Study aims to identify hemp varieties best suited for Australian growing conditions

Study aims to identify hemp varieties best suited for Australia’s climate

A research project worth $1.6 million (AU$2.5 million) in Australia is set to identify hemp varieties that can thrive in the country’s climates and explore other aspects of the hemp value chain.

Lead researcher Tobias Kretzschmar, based at Southern Cross University, explained that the project’s focus areas include securing a steady supply of well-characterized varieties, developing value-add processing methods, investigating the safe and beneficial use of hemp products in livestock and animal feed, and generating information and tools for growers to understand the sustainability credentials of industrial hemp.

AgriFutures, an agency that supports research and development focusing on new and emerging industries and rural communities, is providing funding for the Australian Industrial Hemp Program of Research (AIHPR). The initiative will involve a range of other research organizations and hemp stakeholders to address the industry’s barriers to growth.

Nine trial sites

The Australian Industrial Hemp Program of Research (AIHPR) was developed in consultation with industrial hemp growers, processors, agronomists, and researchers, guided by the Australian Industrial Hemp Strategic RD&E Plan. A variety of hemp types have already been planted in nine locations as part of AgriFutures’ national hemp trials.

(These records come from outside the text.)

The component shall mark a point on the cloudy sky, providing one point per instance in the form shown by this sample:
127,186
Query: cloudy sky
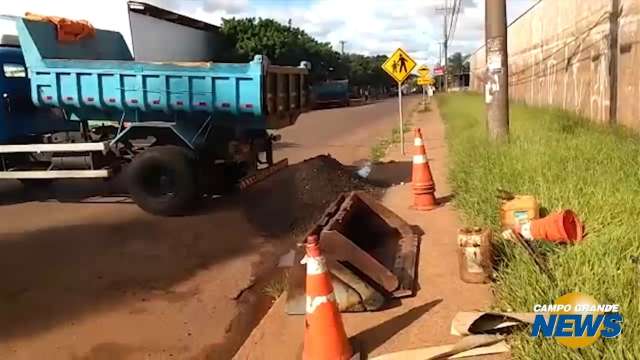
368,26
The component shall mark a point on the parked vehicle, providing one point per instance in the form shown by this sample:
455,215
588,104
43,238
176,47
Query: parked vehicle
331,93
183,129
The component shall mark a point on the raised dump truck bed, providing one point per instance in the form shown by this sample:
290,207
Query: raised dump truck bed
183,129
98,78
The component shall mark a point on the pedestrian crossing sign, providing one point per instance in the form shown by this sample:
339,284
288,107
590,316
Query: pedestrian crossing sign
399,65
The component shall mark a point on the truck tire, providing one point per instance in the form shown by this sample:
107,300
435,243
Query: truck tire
162,180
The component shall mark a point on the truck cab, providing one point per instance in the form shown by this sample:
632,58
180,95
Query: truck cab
21,121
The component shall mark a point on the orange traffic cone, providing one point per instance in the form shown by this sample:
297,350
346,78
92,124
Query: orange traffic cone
421,179
324,334
562,227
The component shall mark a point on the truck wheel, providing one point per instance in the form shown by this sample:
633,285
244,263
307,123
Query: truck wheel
162,180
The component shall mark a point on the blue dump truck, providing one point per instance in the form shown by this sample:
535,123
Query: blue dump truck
180,130
330,93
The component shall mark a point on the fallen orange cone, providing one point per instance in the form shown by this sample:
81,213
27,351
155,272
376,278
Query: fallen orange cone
324,334
421,179
562,227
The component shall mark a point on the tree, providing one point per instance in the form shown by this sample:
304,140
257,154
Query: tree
287,45
282,44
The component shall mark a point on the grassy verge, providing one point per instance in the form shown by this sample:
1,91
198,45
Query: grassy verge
567,163
379,150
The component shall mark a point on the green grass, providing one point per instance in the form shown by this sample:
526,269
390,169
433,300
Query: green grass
379,150
566,162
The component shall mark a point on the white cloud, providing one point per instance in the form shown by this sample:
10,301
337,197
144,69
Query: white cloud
368,26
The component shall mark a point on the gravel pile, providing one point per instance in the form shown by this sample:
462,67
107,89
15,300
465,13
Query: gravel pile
293,199
321,179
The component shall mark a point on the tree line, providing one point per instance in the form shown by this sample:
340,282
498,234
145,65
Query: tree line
287,45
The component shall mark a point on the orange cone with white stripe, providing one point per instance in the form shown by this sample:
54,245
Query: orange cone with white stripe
421,179
324,334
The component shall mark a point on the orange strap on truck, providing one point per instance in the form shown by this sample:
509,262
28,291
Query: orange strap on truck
68,30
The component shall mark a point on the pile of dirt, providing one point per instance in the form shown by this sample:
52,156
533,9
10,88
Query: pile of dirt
290,201
321,179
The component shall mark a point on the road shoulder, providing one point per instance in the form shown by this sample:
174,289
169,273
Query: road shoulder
419,321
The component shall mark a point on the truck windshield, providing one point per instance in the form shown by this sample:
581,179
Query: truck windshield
14,70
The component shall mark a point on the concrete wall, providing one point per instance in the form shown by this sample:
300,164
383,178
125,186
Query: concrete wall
159,40
559,56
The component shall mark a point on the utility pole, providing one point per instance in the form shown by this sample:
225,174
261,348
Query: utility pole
445,43
497,75
614,27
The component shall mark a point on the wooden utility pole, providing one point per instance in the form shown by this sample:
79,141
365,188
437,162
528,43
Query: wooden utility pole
497,73
445,42
614,48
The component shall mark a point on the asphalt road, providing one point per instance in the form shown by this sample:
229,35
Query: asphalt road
108,281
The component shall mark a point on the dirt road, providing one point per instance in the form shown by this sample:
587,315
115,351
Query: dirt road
107,281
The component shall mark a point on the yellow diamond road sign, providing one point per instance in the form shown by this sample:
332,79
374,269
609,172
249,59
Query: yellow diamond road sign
399,65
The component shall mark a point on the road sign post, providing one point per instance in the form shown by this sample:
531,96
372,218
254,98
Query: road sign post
401,118
399,65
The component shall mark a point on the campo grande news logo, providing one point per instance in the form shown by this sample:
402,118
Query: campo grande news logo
577,320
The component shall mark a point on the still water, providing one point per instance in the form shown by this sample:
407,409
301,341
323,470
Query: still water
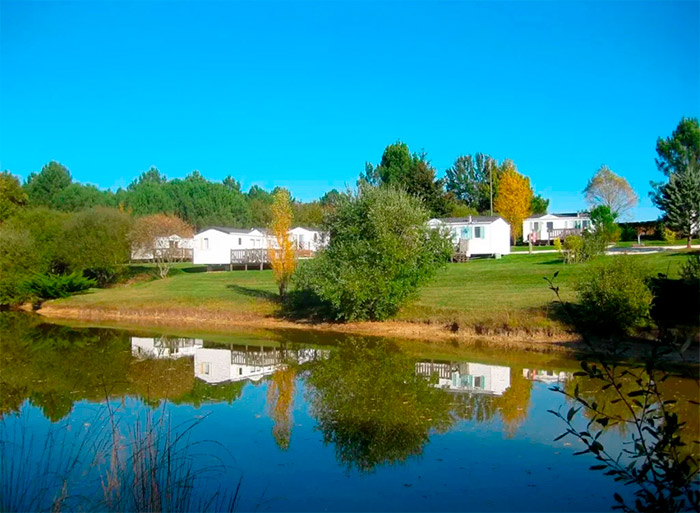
288,421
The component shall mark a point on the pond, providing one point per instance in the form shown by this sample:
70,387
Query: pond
97,418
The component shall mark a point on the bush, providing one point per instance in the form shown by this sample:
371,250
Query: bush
380,251
581,249
669,236
54,286
614,296
628,234
691,268
573,249
557,244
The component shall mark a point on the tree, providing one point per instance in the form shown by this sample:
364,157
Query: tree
151,235
474,180
42,187
411,172
514,199
283,257
380,251
78,196
12,196
96,241
603,221
611,190
679,159
539,205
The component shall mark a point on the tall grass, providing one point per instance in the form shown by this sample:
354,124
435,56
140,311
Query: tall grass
149,465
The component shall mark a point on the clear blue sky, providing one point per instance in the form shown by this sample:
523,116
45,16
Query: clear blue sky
302,94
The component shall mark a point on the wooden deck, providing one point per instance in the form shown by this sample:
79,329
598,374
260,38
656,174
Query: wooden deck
259,257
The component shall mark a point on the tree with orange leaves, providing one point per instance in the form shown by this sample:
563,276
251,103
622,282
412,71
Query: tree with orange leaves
282,257
280,403
514,198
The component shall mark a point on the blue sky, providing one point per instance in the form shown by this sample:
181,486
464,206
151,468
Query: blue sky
302,94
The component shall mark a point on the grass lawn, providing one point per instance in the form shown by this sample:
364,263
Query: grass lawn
512,290
681,243
490,293
520,249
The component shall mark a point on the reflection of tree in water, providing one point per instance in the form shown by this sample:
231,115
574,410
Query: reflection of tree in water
370,403
512,405
54,366
672,388
514,402
280,403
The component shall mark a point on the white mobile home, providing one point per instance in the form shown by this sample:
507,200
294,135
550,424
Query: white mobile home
547,227
213,246
307,239
176,247
477,235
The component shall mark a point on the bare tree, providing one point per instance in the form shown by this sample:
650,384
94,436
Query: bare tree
158,238
607,188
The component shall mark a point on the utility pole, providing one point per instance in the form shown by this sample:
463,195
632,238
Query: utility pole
491,184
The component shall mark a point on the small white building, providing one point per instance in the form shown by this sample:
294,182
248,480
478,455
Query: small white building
164,347
467,377
477,235
178,248
547,227
308,239
213,246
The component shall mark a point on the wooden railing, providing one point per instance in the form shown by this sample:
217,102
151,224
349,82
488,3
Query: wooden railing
562,233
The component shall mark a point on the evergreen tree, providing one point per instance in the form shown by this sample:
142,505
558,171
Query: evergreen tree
679,198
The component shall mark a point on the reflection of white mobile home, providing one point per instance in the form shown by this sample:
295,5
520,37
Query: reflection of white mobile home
477,235
219,365
546,376
467,376
164,347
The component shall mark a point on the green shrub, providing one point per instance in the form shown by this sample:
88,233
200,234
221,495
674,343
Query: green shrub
580,249
573,249
669,236
381,250
691,268
52,286
13,290
557,244
614,296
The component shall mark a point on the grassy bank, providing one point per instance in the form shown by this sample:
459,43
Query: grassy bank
486,297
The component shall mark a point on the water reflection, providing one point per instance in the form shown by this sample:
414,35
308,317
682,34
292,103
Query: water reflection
364,405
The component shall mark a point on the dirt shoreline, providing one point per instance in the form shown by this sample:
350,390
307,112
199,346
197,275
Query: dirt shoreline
212,320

Olivia Reynolds, Senior Manager in AgriFutures Australia Emerging Industries Program, stated that hemp has enormous potential to boost Australia’s agricultural productivity.

“The Australian industrial hemp industry is in its infancy but is rapidly growing, and the timing is perfect to plan and implement a pathway for growth,” Reynolds said.

In 2021-2022, hemp fields across Australia totaled just under 2,000 hectares, with income estimated at AU$6 million (US$4.8 million; €4.4 million), according to AgriFutures.

Supporting rural areas

Reynolds’ emerging industries program is a research and development initiative that supports development in rural areas. The program has a broad agricultural portfolio and a specific mandate to develop new varieties of industrial hemp suitable for Australian growing conditions, as well as to advance new technologies, market development, and training.

The government of Australia has identified industrial hemp as a valuable tool in the fight against climate change, as farming contributes roughly 13% of CO2 emissions across the country. Australia has committed to reducing overall emissions to 26-28% below 2005 levels by 2030 under the Paris Agreement on climate change.

Australia has a carbon credit scheme for agriculture, known as the Emissions Reduction Fund (ERF), which provides financial incentives for projects that reduce greenhouse gas emissions or increase carbon storage.


Additional funding for the AIHPR research is provided by: Southern Cross University, the Northern Territory Department of Industry, Tourism and Trade, Charles Sturt University, the New South Wales Department of Primary Industries, the Western Australia Department of Primary Industries and Regional Development, Macquarie University, South Australian Research and Development Institute, Murdoch University, Sage Consulting, University of Melbourne, Integrated Veterinary Rehabilitation, Vasse Valley Hemp Farm, and Daniel Weinstock Consulting Services.

Southern Cross University, the AIHPR host institution, has over 15 years of experience in industrial hemp research.